Authors: Campbell Black
“This one’s got somebody in it, at least.”
Peter looked at it. It was a photograph of a young man coming out of the office. After that there was another sequence of uninteresting ones.
Three of the door.
One that showed a mailman moving out of shot.
Then a lady with a dog.
Then, tantalizingly, one of the door half open—but with no figure visible.
There were a couple of blurred shots of people just passing.
“Hey, these are great,” Gunther said. “You could really make yourself a name, man. Some new kind of avant-garde photography. Pictures that don’t mean anything, you know?”
“Just keep developing,” Peter said.
Gunther shrugged and went back to work.
Two of the door.
A drunk, apparently, swaying past with a brown paper bag in his hand.
The edge of somebody’s leg, blurred.
Peter had a sense of futility, of having wasted his time.
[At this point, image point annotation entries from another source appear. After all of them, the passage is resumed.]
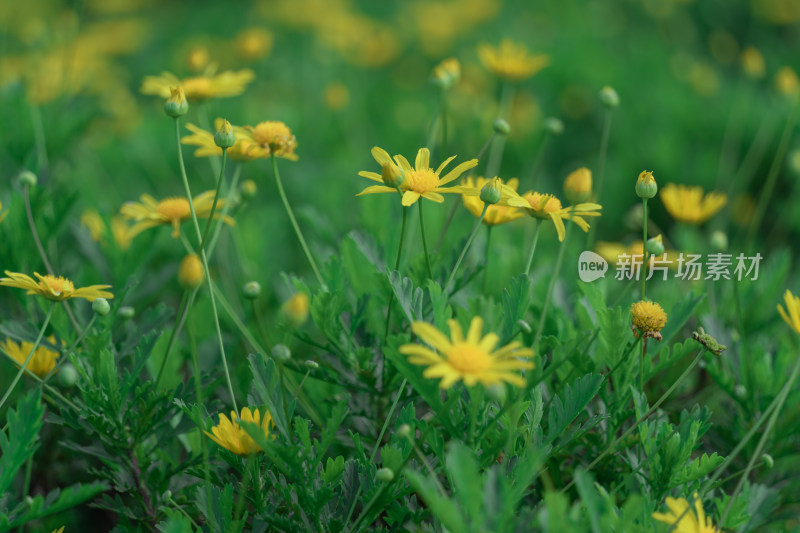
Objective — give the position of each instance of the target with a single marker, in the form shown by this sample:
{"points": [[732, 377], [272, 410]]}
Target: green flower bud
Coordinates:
{"points": [[609, 97], [554, 126], [176, 105], [101, 306], [501, 127], [646, 186], [384, 475], [282, 353], [492, 191], [251, 290], [224, 137], [655, 245]]}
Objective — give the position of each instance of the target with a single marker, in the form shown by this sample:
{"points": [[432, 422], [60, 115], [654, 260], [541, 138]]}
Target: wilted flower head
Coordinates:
{"points": [[54, 288], [511, 61], [232, 436]]}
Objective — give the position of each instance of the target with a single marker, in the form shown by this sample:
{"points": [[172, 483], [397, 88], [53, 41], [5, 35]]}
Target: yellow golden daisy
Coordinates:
{"points": [[495, 214], [472, 359], [420, 180], [54, 288], [43, 360], [792, 313], [686, 520], [548, 207], [150, 213], [231, 436], [244, 149], [690, 205], [648, 319], [275, 137], [209, 85], [511, 61]]}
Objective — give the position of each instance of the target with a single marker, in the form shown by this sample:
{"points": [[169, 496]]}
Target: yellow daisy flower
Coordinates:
{"points": [[420, 180], [511, 61], [548, 207], [472, 359], [495, 214], [649, 319], [690, 205], [792, 313], [54, 288], [244, 149], [209, 85], [231, 436], [150, 213], [43, 360], [275, 137], [685, 520]]}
Then there was one of Elliott, beautifully clear. He was standing in the doorway, one hand raised, as if he were seeing somebody out; there wasn’t anybody else in the picture, though. There was a dark spot at the edge, which might have been a shadow.
Two more of the door, darker now as the shadows deepened.
“Terrific stuff,” Gunther was saying, whistling in mock appreciation. “I mean, real terrific.”
A teenage girl.
Two more of the door.
Half of a cop passing—or at least somebody in uniform.
“You know what?” Gunther said. “You could exhibit these, man. There’s always some loony prepared to pay a fortune for stuff he doesn’t understand. You could call the exhibition The Edges of Things. You like that?”
“I hate it,” Peter said.
Gunther hung up a few more. They were darker.
And then there was a curious one, one so strange that Peter felt something become tight in his chest. It was blurry and indistinct, and the shadows were darker still, but it showed a blonde woman apparently passing the steps . . .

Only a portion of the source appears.